Mentor Handbook · 02 The Machine

Tensor cores: the matmul machine inside the machine

By the end of this chapter you can stand at a whiteboard and teach what a tensor core is — a special little machine inside the GPU that eats whole tiny matrices in one gulp — and explain, without hand-waving, why almost all the number-crunching in modern AI happens inside it, and why every fast kernel is built around it like a kitchen built around one enormous oven.

You already taught students two things in earlier chapters. First: a matrix multiply is a grid of dot products, and it costs a mountain of multiply-adds. Second: a GPU is a cafeteria — thousands of simple cooks doing the same tiny sum at once. This chapter adds the plot twist. Inside that cafeteria, there is a second, much stranger machine. It does not scoop one number at a time. It swallows a whole small tray of numbers in a single bite. That machine is the tensor core, and it is where the AI economy actually lives.

The one-sentence answer

A normal GPU worker — a CUDA core — does one multiply-and-add at a time: a × b + c, one number in, one number out. A tensor core does the same idea, but one whole dimension bigger. Instead of multiplying two numbers, it multiplies two tiny matrices and adds a third — all in a single instruction.

🧠 Metaphor

The espresso machine vs. the industrial oven. A CUDA core is a barista pulling one shot of espresso at a time — quick, flexible, but one cup per pull. A tensor core is a giant pizza oven that bakes a whole tray of pizzas in one go. You can't ask the oven for a single espresso; it only knows how to do a whole tray. But when your job is "feed a stadium," the oven that bakes a tray at a time is a hundred times the throughput of any barista. Modern AI is a stadium-sized order for the same tray, over and over.

What the tensor core actually computes

Write this on the board and box it, because everything hangs off it:

D = A · B + C

where A, B, C, and D are all small matrices, not single numbers. This one operation has a name — a Matrix Multiply-Accumulate, or MMA. "Multiply" is the A · B part. "Accumulate" is the + C part, and that plus-C is not decoration — it is the whole trick.

Here is why the + C matters. One MMA almost never finishes a whole answer tile by itself. It computes a slice of the answer and adds it onto a running total that is kept nearby. Then the next MMA computes the next slice and adds it onto the same running total. The tensor core marches along, folding slice after slice into one accumulator — exactly the k-loop dot-product from the matmul chapter, but now done a whole tile at a time.

🔢 By hand

Do the shapes by hand. The classic Hopper/Ampere tensor-core shape is written m16n8k16. That means: A is a 16×16 tile, B is a 16×8 tile, and C/D is a 16×8 tile. Count the multiply-adds it does in one instruction: 16 × 8 × 16 = 2048. So a single tensor-core instruction is not one multiply-add — it is two thousand and forty-eight of them, fired as one. Write "1 vs 2048" on the board and let it sit.

✨ The click

Here is the number that makes the room go quiet. A CUDA core does 1 multiply-add per instruction. A tensor core does 2048. That is the grain of the modern chip: the unit of work is not one flop — it is a whole tiny matmul. When students internalize "2048 at a time," the rest of the course stops feeling like magic and starts feeling like plumbing.

A single MMA multiplies two small tiles and accumulates into a third.

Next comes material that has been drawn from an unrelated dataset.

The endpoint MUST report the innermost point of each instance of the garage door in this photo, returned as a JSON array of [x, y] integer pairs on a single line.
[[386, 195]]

A whole GEMM is thousands of these marching along k.

Why ~95% of the FLOPs live in this tiny unit

Now the surprising part, and it's a great "wait, what?" moment for a class.

There are only four tensor cores per SM on an H100 — one per warp scheduler. Across the whole chip's ~132 SMs, that is only a little over five hundred tensor cores on the entire die. They are big and few — the opposite of the "thousands of tiny cooks" picture. And yet: roughly 95% of the H100's headline compute throughput comes from these few units.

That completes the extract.